As shown above, the effects of perinatal SSRIs can differ in the presence of maternal stress in some regards, the effects of maternal stress being more pronounced and enduring than the effects of SSRIs. For example, maternal stress, regardless of perinatal SSRI exposure, significantly reduces presynaptic densities in preadolescent male, but not female, offspring and decreases the number of immature neurons in the granule cell layer of dentate gyrus in preadolescent and adult male, but not female, offspring [45]. Interestingly, pregestational maternal stress effects on offspring are in agreement with a number of studies showing that perinatal maternal stressors reduce hippocampal neurogenesis and plasticity later in life, particularly in males [80, 81]. In line with this, an increasing amount of clinical research is reporting that child development outcomes are often more affected by maternal depression and associated risk factors prior to conception than by perinatal SSRI exposure [5, 21, 22]. Thus, a mother’s level of stress and depression during the perinatal period and prior to gestation can have a long-term impact on neurobehavioral outcomes in offspring, regardless of, or in addition to, perinatal SSRI effects. More research is needed to investigate additional therapeutic approaches which treat the effects of perinatal depression in both mothers and offspring.

Summary and future directions

It is clear that perinatal SSRIs can have a long-term effect on plasticity in the hippocampus of offspring. Perinatal SSRIs can at times protect against the effect of maternal stress, have effects independent of maternal stress, and have effects on offspring that are sexually differentiated. The effects of perinatal SSRIs on hippocampal plasticity may be both direct, due to perinatal drug exposure, and indirect, with effects mediated by maternal care as well as SSRI effects on the placenta [17, 82,83,84]. Apart from effects on hippocampal plasticity, a growing body of literature shows that perinatal exposure to SSRIs affects a number of neuroendocrine systems and neurobehavioral outcomes which may be linked to the hippocampus. For example, developmental exposure to SSRIs alters the HPG axis [79, 85] and the hypothalamic-pituitary-adrenal axis [36, 86, 87] and has been linked to poor social behaviors and increased mood disorders in children [34]. However, there are also persistent effects of maternal stress and maternal mood on childhood outcomes, even with maternal treatment of SSRIs [5, 21, 22].

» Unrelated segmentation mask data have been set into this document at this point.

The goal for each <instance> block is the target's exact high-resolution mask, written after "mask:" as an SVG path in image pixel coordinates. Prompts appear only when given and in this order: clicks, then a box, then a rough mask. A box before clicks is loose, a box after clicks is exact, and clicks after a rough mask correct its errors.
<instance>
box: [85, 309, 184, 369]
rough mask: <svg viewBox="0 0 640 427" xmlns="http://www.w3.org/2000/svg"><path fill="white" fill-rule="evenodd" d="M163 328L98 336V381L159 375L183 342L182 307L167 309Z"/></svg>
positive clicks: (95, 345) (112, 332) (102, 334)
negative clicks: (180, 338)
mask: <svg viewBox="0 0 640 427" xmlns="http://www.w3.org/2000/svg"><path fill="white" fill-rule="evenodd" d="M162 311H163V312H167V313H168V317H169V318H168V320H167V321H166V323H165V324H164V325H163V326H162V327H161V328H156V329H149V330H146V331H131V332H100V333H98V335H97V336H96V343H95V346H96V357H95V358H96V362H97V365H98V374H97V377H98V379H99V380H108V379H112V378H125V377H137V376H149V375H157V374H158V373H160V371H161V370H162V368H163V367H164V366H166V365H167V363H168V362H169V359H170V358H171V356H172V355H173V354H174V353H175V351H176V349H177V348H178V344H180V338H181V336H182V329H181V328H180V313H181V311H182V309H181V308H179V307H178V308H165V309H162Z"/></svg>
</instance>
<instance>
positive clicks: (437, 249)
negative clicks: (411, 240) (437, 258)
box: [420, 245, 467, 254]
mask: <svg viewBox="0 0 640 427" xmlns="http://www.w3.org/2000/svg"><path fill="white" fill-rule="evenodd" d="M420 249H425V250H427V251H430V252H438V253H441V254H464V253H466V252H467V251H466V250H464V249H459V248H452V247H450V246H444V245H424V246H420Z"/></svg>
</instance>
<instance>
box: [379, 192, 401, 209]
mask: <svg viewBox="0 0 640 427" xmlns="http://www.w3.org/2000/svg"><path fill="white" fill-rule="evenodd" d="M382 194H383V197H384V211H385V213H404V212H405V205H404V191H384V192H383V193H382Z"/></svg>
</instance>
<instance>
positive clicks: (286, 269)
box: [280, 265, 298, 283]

What is abundantly clear is that untreated maternal depression is not an option for the mother or developing child. SSRIs are often the first-line treatment for maternal mood disorders and these medications are more effective if combined with psychotherapy. However, there are a number of treatments available that may also be beneficial to the mother, such as psychotherapy alone, parenting classes, exercise, and diet change [13, 88, 89]. Regardless, the goal is to effectively treat the mother as the risk of untreated maternal depression outweighs the risk of the SSRI treatment exposure. On the other hand, many pregnant women prescribed SSRIs also remain depressed and anxious and this is detrimental to the mother, child, and family. Therefore, SSRI treatment for maternal affective disorders during pregnancy should be treated on an individualized basis which takes into account depression severity, likelihood of treatment response and probability of adverse fetal effects, and individual patient values and health [90]. The data reviewed here suggest that future treatment for maternal affective disorders may also need to consider offspring sex as well as SSRI timing and dosage.

Unfortunately, to date, there has been very little research on the neurobiology of maternal mental illness, even though one in seven women suffer from perinatal depression or clinical levels of perinatal anxiety [4]. Thus, more research is needed to understand the mechanisms behind maternal mental illness in order to develop effective and safe treatments for these disorders. Only then will we be able to improve the health and well-being of the mother and child.